Jonesborough is the home of the National Storytelling Center in the heart of the downtown historic district near the Washington County Courthouse. A National Storytelling Festival has taken place here annually for over 30 years, and has brought significant economic benefits to the community and the region.

The Jonesborough/Washington County History Museum, located in the Historic Jonesborough Visitors Center, interprets local history from the 1770s to the present. It also serves students through its educational programs, including a day at the 1886 one-room Oak Hill School. Participants take a step back in time and walk in the shoes of students from over 100 years ago. This program won the Tennessee Association of Museums’ 2000 Award of Excellence.

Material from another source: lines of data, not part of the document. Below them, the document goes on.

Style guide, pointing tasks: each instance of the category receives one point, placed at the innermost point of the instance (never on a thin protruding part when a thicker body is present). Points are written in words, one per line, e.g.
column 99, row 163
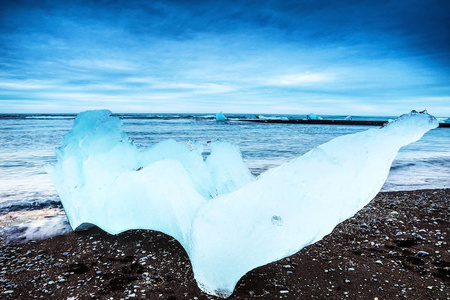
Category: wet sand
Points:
column 397, row 247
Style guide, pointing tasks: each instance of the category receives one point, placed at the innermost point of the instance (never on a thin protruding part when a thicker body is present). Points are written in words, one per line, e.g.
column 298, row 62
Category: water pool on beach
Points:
column 27, row 144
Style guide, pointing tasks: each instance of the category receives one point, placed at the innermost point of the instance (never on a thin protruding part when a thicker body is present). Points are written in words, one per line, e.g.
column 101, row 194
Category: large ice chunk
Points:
column 103, row 179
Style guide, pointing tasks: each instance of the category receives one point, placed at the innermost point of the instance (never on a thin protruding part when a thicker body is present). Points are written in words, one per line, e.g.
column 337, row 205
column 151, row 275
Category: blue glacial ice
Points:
column 227, row 221
column 220, row 117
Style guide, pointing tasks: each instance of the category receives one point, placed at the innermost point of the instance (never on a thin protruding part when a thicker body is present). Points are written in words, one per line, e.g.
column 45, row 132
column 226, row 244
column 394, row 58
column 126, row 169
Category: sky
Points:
column 281, row 57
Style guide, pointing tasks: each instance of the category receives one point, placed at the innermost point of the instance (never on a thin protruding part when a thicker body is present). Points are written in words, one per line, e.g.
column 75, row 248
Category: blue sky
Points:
column 327, row 57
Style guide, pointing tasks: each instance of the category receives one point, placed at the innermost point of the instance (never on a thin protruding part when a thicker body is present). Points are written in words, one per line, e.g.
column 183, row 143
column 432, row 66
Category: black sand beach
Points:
column 397, row 247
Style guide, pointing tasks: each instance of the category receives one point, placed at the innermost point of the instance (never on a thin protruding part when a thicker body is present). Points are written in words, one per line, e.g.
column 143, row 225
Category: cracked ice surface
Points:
column 228, row 222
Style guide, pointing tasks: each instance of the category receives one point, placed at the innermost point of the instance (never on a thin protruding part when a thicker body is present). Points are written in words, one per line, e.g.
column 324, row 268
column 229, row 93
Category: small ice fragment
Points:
column 220, row 117
column 277, row 220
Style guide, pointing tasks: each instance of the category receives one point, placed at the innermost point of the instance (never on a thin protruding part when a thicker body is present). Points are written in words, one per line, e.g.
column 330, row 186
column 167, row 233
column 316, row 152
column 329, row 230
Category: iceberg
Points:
column 227, row 221
column 312, row 116
column 220, row 117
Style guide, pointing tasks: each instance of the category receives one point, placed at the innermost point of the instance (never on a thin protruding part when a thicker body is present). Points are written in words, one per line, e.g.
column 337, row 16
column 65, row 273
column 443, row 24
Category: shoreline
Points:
column 327, row 122
column 395, row 247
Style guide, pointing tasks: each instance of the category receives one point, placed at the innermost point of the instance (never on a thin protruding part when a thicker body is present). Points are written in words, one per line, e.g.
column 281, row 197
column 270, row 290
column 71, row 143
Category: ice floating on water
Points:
column 221, row 117
column 313, row 117
column 227, row 222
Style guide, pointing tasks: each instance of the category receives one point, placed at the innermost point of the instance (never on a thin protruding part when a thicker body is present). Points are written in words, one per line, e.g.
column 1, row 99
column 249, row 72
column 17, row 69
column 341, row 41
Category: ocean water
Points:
column 30, row 207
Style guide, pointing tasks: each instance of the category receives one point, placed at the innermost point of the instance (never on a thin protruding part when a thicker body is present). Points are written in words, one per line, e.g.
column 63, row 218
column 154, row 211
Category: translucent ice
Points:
column 220, row 117
column 313, row 117
column 227, row 222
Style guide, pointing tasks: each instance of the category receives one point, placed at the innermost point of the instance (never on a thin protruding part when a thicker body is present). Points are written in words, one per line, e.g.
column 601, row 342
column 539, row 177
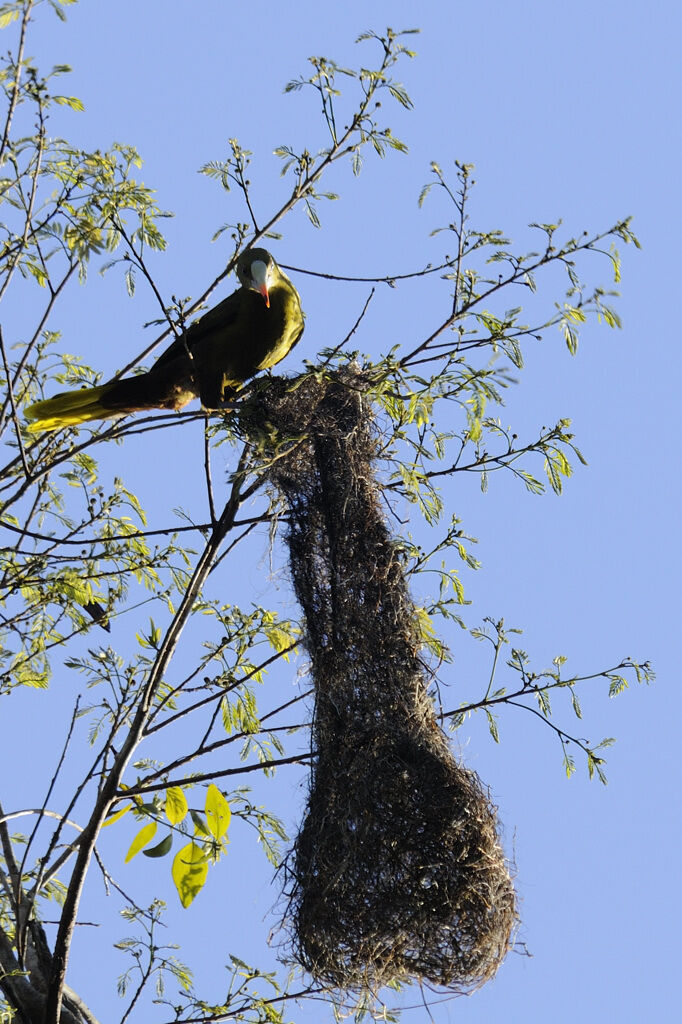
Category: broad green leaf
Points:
column 217, row 812
column 189, row 870
column 161, row 849
column 176, row 805
column 117, row 816
column 144, row 836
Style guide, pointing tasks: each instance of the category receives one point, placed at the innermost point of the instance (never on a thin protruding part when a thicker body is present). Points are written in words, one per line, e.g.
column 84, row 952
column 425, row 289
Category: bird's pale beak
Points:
column 259, row 279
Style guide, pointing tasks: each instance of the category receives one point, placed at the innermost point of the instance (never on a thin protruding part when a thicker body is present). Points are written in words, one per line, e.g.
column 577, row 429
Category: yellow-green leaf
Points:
column 176, row 805
column 144, row 836
column 189, row 870
column 115, row 817
column 217, row 812
column 161, row 849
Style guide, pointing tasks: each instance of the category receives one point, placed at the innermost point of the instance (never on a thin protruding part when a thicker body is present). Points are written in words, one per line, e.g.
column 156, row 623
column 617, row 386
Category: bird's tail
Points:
column 70, row 408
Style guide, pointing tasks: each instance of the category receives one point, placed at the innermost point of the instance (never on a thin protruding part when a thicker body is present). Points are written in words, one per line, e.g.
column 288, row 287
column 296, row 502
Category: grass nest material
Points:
column 397, row 871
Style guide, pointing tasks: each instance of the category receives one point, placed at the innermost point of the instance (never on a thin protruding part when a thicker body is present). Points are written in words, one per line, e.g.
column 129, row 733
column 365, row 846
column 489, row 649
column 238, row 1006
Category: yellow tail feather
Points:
column 70, row 408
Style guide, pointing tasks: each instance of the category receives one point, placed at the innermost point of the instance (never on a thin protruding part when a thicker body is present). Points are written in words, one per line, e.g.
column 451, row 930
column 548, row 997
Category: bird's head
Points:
column 256, row 269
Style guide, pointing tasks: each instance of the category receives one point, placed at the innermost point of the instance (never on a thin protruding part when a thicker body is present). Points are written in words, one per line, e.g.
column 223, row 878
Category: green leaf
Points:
column 161, row 849
column 218, row 813
column 73, row 101
column 189, row 871
column 7, row 16
column 176, row 805
column 493, row 726
column 115, row 817
column 144, row 836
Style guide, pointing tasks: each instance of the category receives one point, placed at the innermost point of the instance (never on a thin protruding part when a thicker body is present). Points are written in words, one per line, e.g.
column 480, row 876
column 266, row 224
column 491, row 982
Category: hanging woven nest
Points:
column 397, row 871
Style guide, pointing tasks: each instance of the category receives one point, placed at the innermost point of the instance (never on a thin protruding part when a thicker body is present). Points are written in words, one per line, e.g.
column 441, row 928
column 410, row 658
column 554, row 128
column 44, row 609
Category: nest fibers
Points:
column 396, row 872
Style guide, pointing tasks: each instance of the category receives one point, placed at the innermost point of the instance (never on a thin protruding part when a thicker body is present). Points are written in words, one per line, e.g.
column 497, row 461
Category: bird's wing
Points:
column 220, row 316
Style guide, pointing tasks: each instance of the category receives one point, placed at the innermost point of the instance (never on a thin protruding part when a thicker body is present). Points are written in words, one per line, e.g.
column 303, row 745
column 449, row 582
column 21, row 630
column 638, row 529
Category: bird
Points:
column 252, row 330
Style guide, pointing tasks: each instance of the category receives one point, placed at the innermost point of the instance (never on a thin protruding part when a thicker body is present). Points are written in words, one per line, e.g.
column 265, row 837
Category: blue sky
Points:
column 566, row 111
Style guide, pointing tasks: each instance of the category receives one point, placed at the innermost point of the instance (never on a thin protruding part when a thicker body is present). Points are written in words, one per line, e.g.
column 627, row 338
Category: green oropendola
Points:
column 249, row 331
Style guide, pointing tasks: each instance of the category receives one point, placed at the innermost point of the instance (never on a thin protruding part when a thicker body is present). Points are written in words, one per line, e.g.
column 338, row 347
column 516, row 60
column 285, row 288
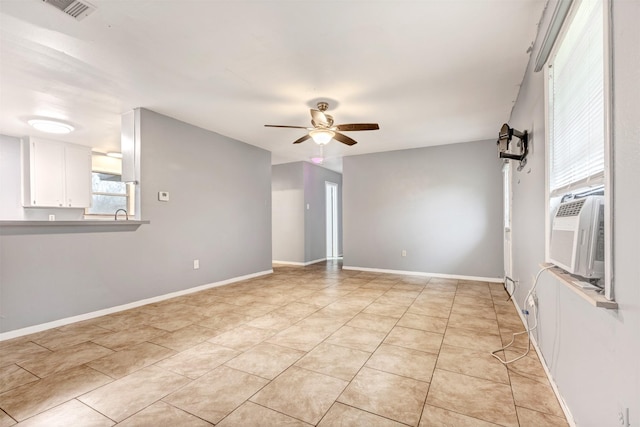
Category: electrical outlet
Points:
column 623, row 417
column 531, row 301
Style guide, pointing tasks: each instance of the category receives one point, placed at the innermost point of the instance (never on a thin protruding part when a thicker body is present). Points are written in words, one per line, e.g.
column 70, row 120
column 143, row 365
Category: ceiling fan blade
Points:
column 285, row 126
column 302, row 139
column 318, row 118
column 344, row 139
column 358, row 126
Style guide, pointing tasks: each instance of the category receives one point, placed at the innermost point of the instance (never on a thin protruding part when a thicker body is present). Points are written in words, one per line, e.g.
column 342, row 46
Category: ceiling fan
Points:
column 323, row 129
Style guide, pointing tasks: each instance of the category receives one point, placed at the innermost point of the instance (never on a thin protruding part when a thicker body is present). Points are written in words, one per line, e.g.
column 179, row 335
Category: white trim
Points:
column 609, row 291
column 61, row 322
column 421, row 273
column 543, row 362
column 302, row 264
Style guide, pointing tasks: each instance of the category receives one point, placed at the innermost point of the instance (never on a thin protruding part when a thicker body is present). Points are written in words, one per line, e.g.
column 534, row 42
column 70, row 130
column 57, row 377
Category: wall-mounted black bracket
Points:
column 504, row 138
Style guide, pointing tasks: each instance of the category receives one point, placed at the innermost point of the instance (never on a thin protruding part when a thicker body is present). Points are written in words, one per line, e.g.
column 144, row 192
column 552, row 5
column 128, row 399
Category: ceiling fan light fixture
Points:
column 50, row 126
column 322, row 136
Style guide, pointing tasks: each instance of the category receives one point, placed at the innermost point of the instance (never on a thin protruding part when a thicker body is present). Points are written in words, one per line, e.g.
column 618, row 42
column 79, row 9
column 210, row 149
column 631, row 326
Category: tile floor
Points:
column 305, row 346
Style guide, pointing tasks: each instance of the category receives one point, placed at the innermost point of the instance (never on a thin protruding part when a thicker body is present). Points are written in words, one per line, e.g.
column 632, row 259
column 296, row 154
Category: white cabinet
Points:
column 56, row 174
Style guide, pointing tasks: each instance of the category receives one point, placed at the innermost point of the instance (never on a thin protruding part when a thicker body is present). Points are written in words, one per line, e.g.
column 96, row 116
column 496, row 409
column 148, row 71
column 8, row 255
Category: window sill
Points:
column 591, row 296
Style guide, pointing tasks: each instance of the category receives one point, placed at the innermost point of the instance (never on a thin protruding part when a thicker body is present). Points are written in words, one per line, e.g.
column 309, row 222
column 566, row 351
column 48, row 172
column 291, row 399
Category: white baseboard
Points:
column 302, row 264
column 61, row 322
column 554, row 386
column 420, row 273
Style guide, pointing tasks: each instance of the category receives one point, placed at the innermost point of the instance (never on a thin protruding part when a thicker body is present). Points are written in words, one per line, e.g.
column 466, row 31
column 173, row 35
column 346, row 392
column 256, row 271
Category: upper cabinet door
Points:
column 77, row 161
column 56, row 174
column 46, row 174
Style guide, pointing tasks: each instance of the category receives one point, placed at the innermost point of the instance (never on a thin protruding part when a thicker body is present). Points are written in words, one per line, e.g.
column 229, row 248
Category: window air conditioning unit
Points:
column 577, row 237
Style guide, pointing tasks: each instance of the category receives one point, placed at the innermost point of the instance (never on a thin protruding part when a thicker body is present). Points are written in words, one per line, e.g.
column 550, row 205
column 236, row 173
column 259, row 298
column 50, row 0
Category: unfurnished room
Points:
column 340, row 213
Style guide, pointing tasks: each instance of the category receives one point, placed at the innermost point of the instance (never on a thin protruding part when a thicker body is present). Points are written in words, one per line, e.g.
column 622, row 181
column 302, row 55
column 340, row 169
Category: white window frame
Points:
column 608, row 137
column 129, row 196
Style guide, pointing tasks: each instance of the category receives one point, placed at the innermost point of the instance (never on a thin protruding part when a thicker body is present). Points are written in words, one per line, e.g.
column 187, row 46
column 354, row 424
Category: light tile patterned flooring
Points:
column 312, row 345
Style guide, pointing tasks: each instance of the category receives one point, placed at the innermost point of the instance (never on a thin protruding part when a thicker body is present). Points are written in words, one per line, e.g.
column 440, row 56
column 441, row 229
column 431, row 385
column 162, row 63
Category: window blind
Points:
column 577, row 114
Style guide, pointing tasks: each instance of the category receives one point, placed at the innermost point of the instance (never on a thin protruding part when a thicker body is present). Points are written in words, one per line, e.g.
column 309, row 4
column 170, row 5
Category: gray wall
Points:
column 287, row 188
column 443, row 205
column 299, row 234
column 592, row 353
column 219, row 213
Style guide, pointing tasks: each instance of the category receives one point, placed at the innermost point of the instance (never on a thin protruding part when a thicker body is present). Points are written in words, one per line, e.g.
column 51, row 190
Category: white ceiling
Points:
column 429, row 72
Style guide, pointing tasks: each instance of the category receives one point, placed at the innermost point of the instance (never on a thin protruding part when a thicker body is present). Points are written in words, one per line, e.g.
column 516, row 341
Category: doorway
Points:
column 331, row 191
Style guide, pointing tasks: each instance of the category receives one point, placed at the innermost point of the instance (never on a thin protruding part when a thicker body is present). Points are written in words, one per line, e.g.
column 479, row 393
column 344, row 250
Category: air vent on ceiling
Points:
column 74, row 8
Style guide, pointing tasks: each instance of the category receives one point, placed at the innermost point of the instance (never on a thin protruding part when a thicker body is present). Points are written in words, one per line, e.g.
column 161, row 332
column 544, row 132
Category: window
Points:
column 576, row 94
column 109, row 194
column 578, row 115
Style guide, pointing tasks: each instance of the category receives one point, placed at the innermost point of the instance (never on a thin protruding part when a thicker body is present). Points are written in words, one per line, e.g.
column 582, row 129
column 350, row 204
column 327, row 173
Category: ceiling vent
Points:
column 74, row 8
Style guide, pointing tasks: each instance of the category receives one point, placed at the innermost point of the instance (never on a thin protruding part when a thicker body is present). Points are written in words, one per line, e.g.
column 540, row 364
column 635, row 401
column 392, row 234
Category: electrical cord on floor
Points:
column 515, row 286
column 529, row 329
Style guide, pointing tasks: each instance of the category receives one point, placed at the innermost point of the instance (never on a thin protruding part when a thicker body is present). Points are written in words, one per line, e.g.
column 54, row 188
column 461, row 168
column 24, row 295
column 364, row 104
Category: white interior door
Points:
column 332, row 219
column 507, row 193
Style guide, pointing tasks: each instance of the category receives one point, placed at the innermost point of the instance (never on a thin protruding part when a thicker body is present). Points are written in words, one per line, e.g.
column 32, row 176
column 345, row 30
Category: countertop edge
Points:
column 74, row 223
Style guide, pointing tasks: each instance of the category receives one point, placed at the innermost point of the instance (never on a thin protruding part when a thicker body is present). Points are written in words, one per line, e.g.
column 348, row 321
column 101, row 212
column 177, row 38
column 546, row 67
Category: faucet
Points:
column 115, row 217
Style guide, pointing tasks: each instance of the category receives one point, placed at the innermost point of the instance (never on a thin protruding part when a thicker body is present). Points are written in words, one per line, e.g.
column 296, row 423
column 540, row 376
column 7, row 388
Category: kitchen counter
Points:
column 17, row 227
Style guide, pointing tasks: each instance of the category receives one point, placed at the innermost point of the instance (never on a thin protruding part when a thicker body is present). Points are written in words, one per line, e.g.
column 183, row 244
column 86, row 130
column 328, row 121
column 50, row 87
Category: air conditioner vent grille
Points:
column 74, row 8
column 571, row 208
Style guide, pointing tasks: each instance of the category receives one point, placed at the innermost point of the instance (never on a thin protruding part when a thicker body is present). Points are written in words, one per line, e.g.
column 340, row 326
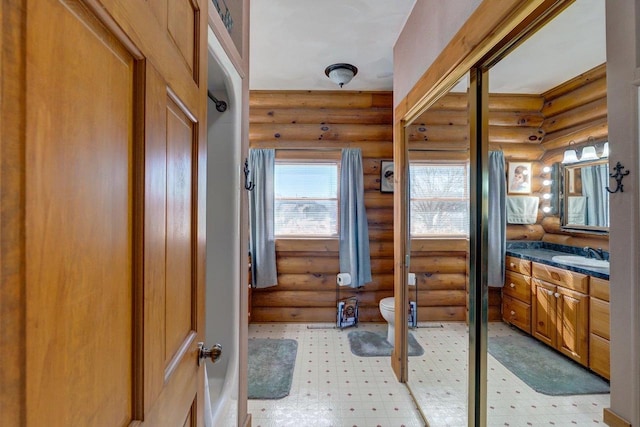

As a result of community planning, laws and zoning, and cooperative work with property owners since the 1970s, the historic downtown has been successfully restored. Jonesborough’s Historic Zoning Commission and its Heritage Alliance reevaluate every property within the National Register Historic District every five years. The town also has an ordinance to prevent demolition of historic resources by neglect.

Volunteers with the Heritage Alliance provide preservation expertise to residents and maintain a warehouse of hard to find historic architectural materials taken from structures demolished in nearby communities for use by those doing restoration.

The town is an active member of the Northeast Tennessee Tourism Cooperative and participates in a “Tales and Trails” program with other area historic communities. Jonesborough has recently been listed on National Geographic’s “Discover Appalachia” Geotourism Map and their web-based Event and Attraction map. It has also been named one of the National Trust for Historic Preservation’s “Dozen Distinctive Destinations.”

Jonesborough Days, a heritage festival held every 4th of July weekend for 35 years, celebrates 225 years of local history, including reenactments of an Indian village, a pioneer encampment, a Civil War hospital, a 1940s USO show, and a time line parade.

Designated a Preserve America Community in August 2005.